# Saltwater places in Niagara Falls



## noy (Nov 19, 2012)

Going to a conference in Niagara Falls.

Any good places for saltwater livestock there?


----------



## goobafish (Jan 27, 2015)

noy said:


> Going to a conference in Niagara Falls.
> 
> Any good places for saltwater livestock there?


Just got back from a conference there. Couldn't find anything around there that was worth going to. If you are driving/training there, Coral Reef Shop in Burlington is on the way and definitely worth a stop.


----------



## Car2n (Jun 7, 2011)

Have lunch at the Rain Forest Café 
And ask to be seated beside an aquarium. (even if you have to wait for a table beside a tank)


----------



## BIGSHOW (Sep 10, 2011)

I am less then 1 min off the QEW (first exit after the skyway). I am open only by appt. but I am around pretty much all the time. Just send me a PM.

By far the largest selection of corals in the Burlington/Hamilton/Niagara region.


----------



## 71xlch (Jan 9, 2015)

I live in Niagara. There are no salt stores. Just hobbyists. There is a petland with a few fish and they are in St. Catharines. 

I do know of a guy in welland that runs a FB group called Krakens Cove or something like that.


----------



## noy (Nov 19, 2012)

BIGSHOW said:


> I am less then 1 min off the QEW (first exit after the skyway). I am open only by appt. but I am around pretty much all the time. Just send me a PM.
> 
> By far the largest selection of corals in the Burlington/Hamilton/Niagara region.


will send PM to set something up.


----------



## altcharacter (Jan 10, 2011)

I highly suggest going to see Dave at Bigshow if you're in the area. Also, I know Kraken's Cove is out in the Niagara area but seems a bit overpriced for the frags that they had at the frag shows I've seen them at. Although this might have changed


----------



## noy (Nov 19, 2012)

71xlch said:


> I live in Niagara. There are no salt stores. Just hobbyists. There is a petland with a few fish and they are in St. Catharines.
> 
> I do know of a guy in welland that runs a FB group called Krakens Cove or something like that.


Anyone with a big SPS collection selling frags?


----------



## 71xlch (Jan 9, 2015)

noy said:


> Anyone with a big SPS collection selling frags?


Not that i know of down here.

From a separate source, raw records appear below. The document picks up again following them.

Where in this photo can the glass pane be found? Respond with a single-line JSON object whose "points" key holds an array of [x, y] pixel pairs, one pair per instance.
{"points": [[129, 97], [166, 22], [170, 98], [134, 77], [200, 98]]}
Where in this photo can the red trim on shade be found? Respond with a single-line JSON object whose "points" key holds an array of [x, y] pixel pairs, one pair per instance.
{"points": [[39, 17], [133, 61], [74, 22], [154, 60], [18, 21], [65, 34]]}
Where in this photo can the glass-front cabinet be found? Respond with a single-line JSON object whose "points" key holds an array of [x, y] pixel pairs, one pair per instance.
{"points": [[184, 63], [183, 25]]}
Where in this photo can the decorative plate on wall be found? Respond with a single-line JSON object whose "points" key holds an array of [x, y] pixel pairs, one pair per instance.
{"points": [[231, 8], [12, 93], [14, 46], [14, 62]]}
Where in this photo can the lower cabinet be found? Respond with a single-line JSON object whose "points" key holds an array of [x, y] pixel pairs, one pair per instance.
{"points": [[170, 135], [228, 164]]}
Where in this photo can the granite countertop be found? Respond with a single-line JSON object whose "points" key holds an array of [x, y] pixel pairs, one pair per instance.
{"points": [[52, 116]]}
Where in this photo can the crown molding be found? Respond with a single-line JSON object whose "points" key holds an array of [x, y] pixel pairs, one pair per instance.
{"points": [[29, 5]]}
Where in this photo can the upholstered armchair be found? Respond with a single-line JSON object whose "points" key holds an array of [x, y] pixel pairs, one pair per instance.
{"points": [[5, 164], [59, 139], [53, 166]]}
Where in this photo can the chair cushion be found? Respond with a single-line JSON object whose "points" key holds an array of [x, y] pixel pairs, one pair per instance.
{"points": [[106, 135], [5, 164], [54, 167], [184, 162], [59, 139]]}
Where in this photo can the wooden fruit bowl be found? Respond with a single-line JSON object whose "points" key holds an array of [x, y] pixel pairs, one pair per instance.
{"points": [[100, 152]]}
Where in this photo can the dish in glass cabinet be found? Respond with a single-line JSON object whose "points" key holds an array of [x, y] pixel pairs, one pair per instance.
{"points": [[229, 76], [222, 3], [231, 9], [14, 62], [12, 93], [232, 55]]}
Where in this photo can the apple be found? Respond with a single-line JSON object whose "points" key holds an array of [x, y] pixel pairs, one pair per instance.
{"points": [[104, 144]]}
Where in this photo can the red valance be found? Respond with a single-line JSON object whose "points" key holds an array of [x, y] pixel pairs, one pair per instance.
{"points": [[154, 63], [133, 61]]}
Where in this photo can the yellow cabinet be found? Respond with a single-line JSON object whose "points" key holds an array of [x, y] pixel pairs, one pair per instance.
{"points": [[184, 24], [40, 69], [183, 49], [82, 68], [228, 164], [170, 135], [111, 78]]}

There is someone in ancaster that is selling a ton of reef raft acros on a FB group "called canada corals auction house" or something like that. Prices are high compared to what i have found people on this forum selling.


----------



## noy (Nov 19, 2012)

Think I've seen that. Thanks for the useful info!


----------



## noy (Nov 19, 2012)

altcharacter said:


> I highly suggest going to see Dave at Bigshow if you're in the area. Also, I know Kraken's Cove is out in the Niagara area but seems a bit overpriced for the frags that they had at the frag shows I've seen them at. Although this might have changed


Thnks! !


----------



## noy (Nov 19, 2012)

Stopped in at Ocean Abyss Aquatics. Its about a 10-15 drive from Coral Reef Shop in Hamilton.

Really nice place, very friendly owners. Good selection of quality LPS, and SPS. They have a few encrusting montipora colonies - there is a nice rose/pink piece with dark brown polyps (I regret not getting it). For those looking to get a montipora confusa they have a few large colonies with both encrusted and branching growth. 

Reasonably priced for the quality of livestock you are getting. Probably will make the trip back. If you are making to trip west - (like to CRS) then its definitely worth making a stop.


----------